Die Malware SILKLOADER gehört zu den sogenannten Loadern. Das Tool nutzt eine Technik aus, die als DLL-Sideloading bekannt ist. Dabei wird der VLC Media Player verwendet, um Cobalt Strike Beacons auf den ausführenden Geräten zu starten. Diese Beacons ermöglichen Angreifern den ständigen Zugriff auf infizierte Geräte, um ihre Attacken weiterzuführen. Laut Hassan Nejad wurde der Loader so konstruiert, dass er die Cobalt Strike Beacons verschleiert, um die Abwehrmechanismen auf dem Rechner des Opfers zu umgehen.
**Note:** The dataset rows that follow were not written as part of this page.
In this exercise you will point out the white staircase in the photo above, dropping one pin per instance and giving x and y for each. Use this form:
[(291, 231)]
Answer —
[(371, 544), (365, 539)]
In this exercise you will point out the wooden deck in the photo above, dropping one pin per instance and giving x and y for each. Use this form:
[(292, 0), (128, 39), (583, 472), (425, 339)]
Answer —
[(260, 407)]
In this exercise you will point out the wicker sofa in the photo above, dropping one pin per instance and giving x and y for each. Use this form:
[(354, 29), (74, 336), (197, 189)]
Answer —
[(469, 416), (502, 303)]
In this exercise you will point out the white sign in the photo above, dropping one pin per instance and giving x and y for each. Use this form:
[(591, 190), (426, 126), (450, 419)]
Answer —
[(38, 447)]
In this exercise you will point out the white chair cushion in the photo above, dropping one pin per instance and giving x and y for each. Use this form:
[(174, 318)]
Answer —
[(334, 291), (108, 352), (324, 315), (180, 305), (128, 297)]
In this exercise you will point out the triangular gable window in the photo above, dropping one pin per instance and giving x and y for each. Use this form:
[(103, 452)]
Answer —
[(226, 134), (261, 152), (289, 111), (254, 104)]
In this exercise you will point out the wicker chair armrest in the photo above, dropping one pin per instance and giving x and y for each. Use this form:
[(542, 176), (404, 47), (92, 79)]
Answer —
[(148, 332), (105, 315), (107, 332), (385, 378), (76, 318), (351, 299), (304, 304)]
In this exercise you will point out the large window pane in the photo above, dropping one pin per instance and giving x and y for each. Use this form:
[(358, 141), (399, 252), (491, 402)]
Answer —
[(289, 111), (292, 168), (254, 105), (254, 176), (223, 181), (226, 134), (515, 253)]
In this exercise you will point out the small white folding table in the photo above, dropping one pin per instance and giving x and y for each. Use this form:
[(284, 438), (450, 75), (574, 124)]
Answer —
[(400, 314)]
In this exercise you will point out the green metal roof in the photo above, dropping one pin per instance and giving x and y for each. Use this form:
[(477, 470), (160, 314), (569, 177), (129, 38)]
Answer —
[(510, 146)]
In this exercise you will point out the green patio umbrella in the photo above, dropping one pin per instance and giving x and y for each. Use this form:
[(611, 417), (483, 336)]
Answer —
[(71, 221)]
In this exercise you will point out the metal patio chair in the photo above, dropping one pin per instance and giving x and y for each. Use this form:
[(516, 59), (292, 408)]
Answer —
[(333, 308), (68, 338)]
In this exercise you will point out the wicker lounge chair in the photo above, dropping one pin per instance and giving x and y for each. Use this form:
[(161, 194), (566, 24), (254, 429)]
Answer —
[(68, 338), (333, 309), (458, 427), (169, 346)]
"Cobalt Strike Beacons sind hinreichend bekannt, so dass sie auf einem gut geschützten Rechner mit großer Sicherheit erkannt werden. Die Angreifer versuchen jedoch, diese Verteidigungs-Mechanismen zu umgehen, indem sie dem Dateiinhalt zusätzliche Komplexitätsebenen hinzufügen und ihn über eine bekannte Anwendung wie z.B. den VLC Media Player per Sideloading starten", führt Nejad weiter aus.
Im Kampf gegen Cybercrime-Dienstleistungen
Der Loader ist auf dem Cybercrime-Markt als Dienstleistung verfügbar, die von verschiedenen Bedrohungsakteuren in Anspruch genommen werden kann. Für Paolo Palumbo, Vice President von WithSecure Intelligence, verdeutlicht das die Herausforderungen bei der Bekämpfung der inzwischen vorhandenen Fähigkeiten und Methoden im Bereich Internetkriminalität.
"Die Angreifer nutzen die Angebote der Cybercrime-Industrie, um neue Kompetenzen zu erwerben und an Technologien heranzukommen, mit denen sie ihre Operationen schneller an die Verteidigungsmaßnahmen ihrer Ziele anpassen können. Das macht es für uns schwierig, die genutzten Ressourcen einer bestimmten Gruppe oder einem bestimmten Modus Operandi zuzuordnen."
Gleichzeitig bietet die gemeinsame Nutzung von Infrastruktur uns als Verteidigern einen Vorteil: Wir können uns gegen mehrere Gruppen gleichzeitig zur Wehr setzen, indem wir Strategien zur Abwehr der gemeinsam genutzten Ressourcen entwickeln. Man könnte sagen, dass sich unsere Verteidigungskraft dadurch vervielfacht", so Palumbo.